By The Spotter
Is it a bird? Is it a plane? No, and not so quiet please ladies and gentlemen, it’s the ATP tennis tour train; present stop the U.S. Open at Flushing Meadow arena, New York City.
Wielding racquets with faces roughly equivalent to the surface area of the moon, mega-wealthy and ridiculously-athletic players and legends of the sport like Roger Federer and Serena Williams hit forehands with a lethal mix of controlled ferocity and devilish bite and swerve.
These tennis stars and a good many of their contemporaries are the epitome of modern-day sporting gladiators. They are pugilists with a metallic weapon with gut in its middle for either bludgeoning or to deceive with by stealthy and artistic dinks, cuts and chips; they put one in mind of a boxer manoeuvring and jabbing his opponent into a corner and landing a killer blow sooner or later.

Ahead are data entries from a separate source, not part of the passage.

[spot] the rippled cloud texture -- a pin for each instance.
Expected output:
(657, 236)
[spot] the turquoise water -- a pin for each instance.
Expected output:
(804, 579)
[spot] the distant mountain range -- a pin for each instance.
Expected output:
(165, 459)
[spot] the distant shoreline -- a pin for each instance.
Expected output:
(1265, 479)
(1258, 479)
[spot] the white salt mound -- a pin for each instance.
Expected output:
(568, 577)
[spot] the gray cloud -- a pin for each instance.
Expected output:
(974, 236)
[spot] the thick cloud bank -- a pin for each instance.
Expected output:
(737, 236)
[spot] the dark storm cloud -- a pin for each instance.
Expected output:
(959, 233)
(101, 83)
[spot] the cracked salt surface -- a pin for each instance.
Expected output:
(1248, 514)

The action is often spectacular and the rewards even more so. A cool U.S. $3 million thank you very much for the winners of the Men’s and Women’s singles at this year’s U.S. Open.
A much different scenario to around the time the world’s first bona-fide sports agent, the way ahead of his time Mark McCormack, chaperoned old Aunty Wimbledon into the Pro era at the turn of the 1970s.

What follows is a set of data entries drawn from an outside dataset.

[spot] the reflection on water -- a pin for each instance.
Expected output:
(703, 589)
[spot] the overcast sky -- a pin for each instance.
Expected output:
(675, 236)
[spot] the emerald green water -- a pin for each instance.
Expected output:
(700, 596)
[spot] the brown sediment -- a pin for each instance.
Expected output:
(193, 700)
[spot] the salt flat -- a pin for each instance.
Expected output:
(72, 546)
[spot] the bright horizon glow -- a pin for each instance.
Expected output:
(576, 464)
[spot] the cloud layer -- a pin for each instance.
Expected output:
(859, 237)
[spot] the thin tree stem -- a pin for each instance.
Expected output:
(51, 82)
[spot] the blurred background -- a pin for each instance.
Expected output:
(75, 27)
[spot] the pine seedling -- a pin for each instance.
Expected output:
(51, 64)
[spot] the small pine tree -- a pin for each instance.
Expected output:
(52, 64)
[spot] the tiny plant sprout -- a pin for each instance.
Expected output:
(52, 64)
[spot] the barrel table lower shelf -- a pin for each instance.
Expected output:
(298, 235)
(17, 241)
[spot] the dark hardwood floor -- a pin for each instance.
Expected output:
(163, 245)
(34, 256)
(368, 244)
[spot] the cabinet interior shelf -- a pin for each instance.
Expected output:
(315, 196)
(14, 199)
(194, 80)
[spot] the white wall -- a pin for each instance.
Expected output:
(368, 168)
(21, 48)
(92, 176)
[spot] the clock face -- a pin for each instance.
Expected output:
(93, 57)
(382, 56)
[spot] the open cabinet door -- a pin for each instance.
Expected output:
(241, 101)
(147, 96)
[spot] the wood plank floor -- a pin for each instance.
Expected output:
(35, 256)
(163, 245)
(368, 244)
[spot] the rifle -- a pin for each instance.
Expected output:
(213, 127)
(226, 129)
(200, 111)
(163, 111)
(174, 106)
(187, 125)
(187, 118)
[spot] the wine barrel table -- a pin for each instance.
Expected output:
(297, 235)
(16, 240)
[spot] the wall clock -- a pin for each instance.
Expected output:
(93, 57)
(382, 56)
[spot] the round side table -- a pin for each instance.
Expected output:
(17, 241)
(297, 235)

McCormack grew Wimbledon exponentially across all aspects of finance and marketing, including the landing of the biggest fish- huge deals for television rights. This of course increased the prize money kitty substantially for the players, who were suddenly catapulted into earning riches they had once surely only dreamed of.
Even in the days of McCormack establishing himself as Wimbledon’s commercial baron, the quirky traditions of the tournament were sometimes still in evidence.
Nothing better illustrates this than an incident from around the mid-70s, in the period just before the brilliant Borg started his great run of victories. A cocktail lunch party was always held on the opening Monday with officials et al invited. The only problem being that the linespeople had already consumed quite copious amounts of sherry and gin and tonic before going out on court to officiate.
One such time out on Court 3, a lineswoman by the rather regal-sounding name of Mrs. Dorothy Cavis-Brown completely missed signalling a clear wide ball right down the line in front of her. The South African player, Abe Segal was perplexed as to why such an obvious call had not been made. The reason became clearer as Segal went over to inquire why there had been no call made in the slightest. Segal rather disturbingly discovered Mrs. Cavis-Brown had in fact imbibed in one too many complimentary drinkies and was sound asleep on duty!
With the way the players charge around the court and whack the fur off the ball these days, there is very little danger of this happening at Flushing Meadow or any other of the stopovers on the Pro tour.
And we surely wouldn’t want it any other way now- watching some of the best athletes in the world trying to outdo and outlast each other at a such a breakneck pace, often over four hours and five sets, would be close to, if not the pinnacle of sporting theatre and achievement. Roll on Monday morning NZ time for hopefully a great climax.
Roll on Monday morning NZ time for hopefully a great climax.